Une thyroïdectomie suivie d’un cortège de symptômes
Une patiente de 48 ans, présentant un goitre multinodulaire depuis une vingtaine d’années, en progression volumétrique, est adressée par son médecin traitant pour avis chirurgical. Le nodule principal mesure 45 mm dans son plus grand diamètre, sans caractéristique clinique particulière, la TSH est isolément abaissée, mais encore détectable.
Après avoir informé la patiente et obtenu son consentement, le chirurgien pratique une thyroïdectomie totale, dont les suites sont simples (absence d’hématome, d’infection, d’atteinte récurrentielle, d’hypoparathyroïdie).
L’examen histologique définitif conclut à un goitre multinodulaire qui pesait 81g, de type colloïde, sans critère de malignité.
Le chirurgien suit la patiente pendant quelques années pour surveiller et adapter le traitement substitutif par Lévothyrox®.
Un cortège de symptômes est rapporté par la patiente, dans les mois suivant l’intervention :
- asthénie extrême,
- ronflements finalement rapportés à un syndrome des apnées du sommeil,
- tremblements.
Puis, 10 ans plus tard, dans le contexte de changement de formulation du Lévothyrox®, elle allègue des myalgies, des pertes de cheveux, des insomnies et rejoint la plainte collective déposée à l’époque.
Le point sur la prise en charge des nodules thyroïdiens
Très fréquents, les nodules thyroïdiens sont rarement malins (5%). Leur prévalence clinique est de 5% chez la femme et 1,5% chez l’homme, la prévalence échographique de plus de 50% chez les femmes après 50 ans.
Un premier screening à partir de la TSH permet de poser l’indication éventuelle d’une scintigraphie thyroïdienne à la recherche d’une autonomie en cas de TSH abaissée.

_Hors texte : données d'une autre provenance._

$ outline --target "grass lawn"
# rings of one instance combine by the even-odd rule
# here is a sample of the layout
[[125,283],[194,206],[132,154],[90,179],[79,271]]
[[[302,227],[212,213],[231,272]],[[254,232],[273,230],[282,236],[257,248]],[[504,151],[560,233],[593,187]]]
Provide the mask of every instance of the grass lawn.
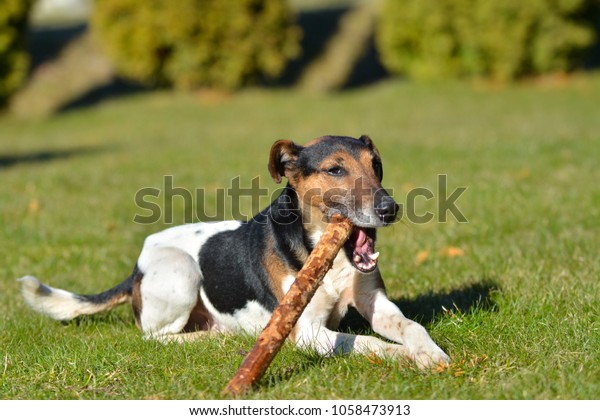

Puis, pour les TSH normales et les nodules non autonomes, selon le plus grand diamètre du nodule et ses caractéristiques EUTIRADS, la cytoponction échoguidée est pratiquée, avec un résultat rendu dans la classification de Bethesda.
Selon les stades de cette classification, il sera discuté d’une éventuelle indication opératoire : loboisthmectomie, thyroïdectomie totale.
Il est également pris en compte :
- la présence d’adénopathie,
- le caractère compressif du nodule,
- la rapidité de sa croissance,
- une prédisposition au cancer thyroïdien.
La décision doit être partagée avec le patient et en cas de suspicion de cancer, la tenue d’une réunion de concertation pluridisciplinaire s’impose.
Pour les nodules ne relevant pas d’une indication chirurgicale, leur surveillance est recommandée.
Quels enseignements tirer de cette affaire ?
Les pratiques de prise en charge des nodules thyroïdiens ont considérablement évolué depuis une vingtaine d’années, notamment la place du recours à la chirurgie qui a beaucoup diminué dans les recommandations récentes.
La classification EUTIRADS n’existait pas au moment des faits et il n’a pas été retenu de manquement sur l’indication chirurgicale, vu la taille du nodule.
Le consentement avait été signé et l’information délivrée, avec une intervention réalisée 6 semaines plus tard, constituant un délai de réflexion suffisant.
Le suivi médical concernant le traitement substitutif a été effectué de façon rapprochée et régulière dans les suites de la chirurgie, ne relevant pas d' anomalie majeure, quelques dosages de TSH se situant cependant parfois juste au-dessous de l'intervalle de normalité du laboratoire.
Les experts n’ont pas établi de liens entre les symptômes allégués et le traitement par Lévothyrox®, tant avec son ancienne formulation qu’avec la nouvelle, en raison :
- de l’absence de déséquilibre significatif du bilan thyroïdien,
- de la présence d’autres pathologies pouvant les expliquer,
- de la notion de troubles préexistant à l’intervention.
Toutefois à ce jour, les indications opératoires du nodule thyroïdien sont beaucoup plus formalisées, et nécessitent a minima :
- la réalisation d’une échographie,
- la réalisation d’un dosage de TSH,
- les résultats d’une cytoponction échoguidée.
L’avis d’une réunion de concertation pluridisciplinaire s’impose dès qu’une indication en lien avec une pathologie maligne suspectée est posée.